Welcome to Stat 313!

Warm-up

(90 seconds)

Why do you believe your discipline requires / expects you to take this course?

Who am I?

About Me…

Three images of things related to Dr. Theobold's life. The first image is of a field of purple flowers from Dr. Theobold's spring break trip to Amsterdam.

The third image is of Dr. Theobold's two cats snuggled in a cat bed together.

The second image is of Dr. Theobold running across a bridge in a trail race.

What can I expect from this class?

What is Statistics?

Scientists seek to answer questions using rigorous methods and careful observations. These observations – collected from the likes of field notes, surveys, and experiments – form the backbone of a statistical investigation and are called data.

Statistics is the study of how best to collect, analyze, and draw conclusions from data.

Introduction to Modern Statistics

What Statistics Is To Me

A figure of the 'data science cycle', with six different stages. The process starts with 'Import' (importing a dataset), then moves to 'Tidy' (tidying the dataset you imported). From there, the diagram has a blue box labeled the 'Explore' cycle, which includes the 'Transform', 'Visualize,' and 'Model' stages. These stages are connected in a circle with arrows between each stage, implying that these stages are a cycle which one can repeat. After the 'Explore' cycle, there in one additional stage labeled 'Communicate,' representing how you communicate the results of your analysis. — The data science cycle – Wickham & Grolemund

What you can expect in STAT 313

This course will teach you the fundamentals of linear models—simple linear regression, multiple linear regression, and analysis of variance—and experimental design.
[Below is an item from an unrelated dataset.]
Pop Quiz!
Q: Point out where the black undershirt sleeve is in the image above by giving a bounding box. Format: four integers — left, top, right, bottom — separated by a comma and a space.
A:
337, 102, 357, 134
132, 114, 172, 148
You will extend the concepts covered in your Stat I course, to:

work with data in a reproducible way (using R)
visualize and summarize a variety of datasets (in R)
critically evaluate the use of Statistics
perform statistical analyses to answer research questions (using R)

Coding 🙀

Coding is a huge part of how doing statistics in the wild looks.

Everyone is coming from a different background
Different aspects of the course will be difficult to different people
You will be given coding resources each week
Use your peers to support your learning

Course Components

Before Class

Reading Guides
Concept Quizzes
R Tutorials

During Class

Group Discussion
Hands-on Activities
Lab Assignments

Outside of Class

Statistical Critiques
Midterm Project
Final Project

Specifications Based Grading

An image of a building with four pillars, labeled clearly defined standards, helpful feedback, marks that indicate progress, and reattempts without penalty. In the roof (at the top of the pillars), the saying 'in feedback loops we trust' is written. These pillars represent the four pillars / principals of specifications-based grading, the grading system used in this course.

Let’s talk about data…

Tidy Data

Expected layout of “tidy” datasets

Gender Stereotypes

subject	sex	age	trait	target	stereotype	high_achieve_caution
140	male	5	nice	adults	1.00	0.25
68	female	5	nice	children	0.50	1.00
65	male	7	smart	adults	0.00	0.75
65	male	7	nice	children	0.00	0.75
9	male	5	nice	adults	0.00	0.50
8	female	6	smart	children	0.25	0.75

What are the observations in these data? i.e., What separates one row from the other rows?

Body Girth and Skeletal Diameter

age	wgt	hgt	sex	sho_gi	wai_gi	nav_gi	hip_gi
45	58.6	166.2	0	102.5	69.5	75.5	95.3
27	85.5	198.1	1	117.9	82.5	90.8	94.9
19	47.0	160.0	0	89.2	61.0	73.0	82.5
26	82.7	177.8	1	121.8	85.0	90.8	97.9
29	53.9	167.4	1	102.9	75.4	78.0	88.6
36	55.2	165.1	0	96.4	68.3	88.0	93.8

What are the observations in these data?

NBA Player of the Week

Age	Date	Draft Year	Height	Player	Position
33	Mar 16, 1997	1985	6-9	Karl Malone	PF
32	Nov 21, 2004	1994	6-8	Grant Hill	SF
25	Mar 23, 2003	1996	6-10	Peja Stojakovic	F
27	Dec 19, 2016	2009	201cm	DeMar DeRozan	GF
29	Apr 7, 2014	2004	6-10	Al Jefferson	FC
28	Dec 26, 2016	2011	175cm	Isaiah Thomas	PG

What are the observations in these data?

Your Turn

Every year, the US releases to the public a large data set containing information on births recorded in the country.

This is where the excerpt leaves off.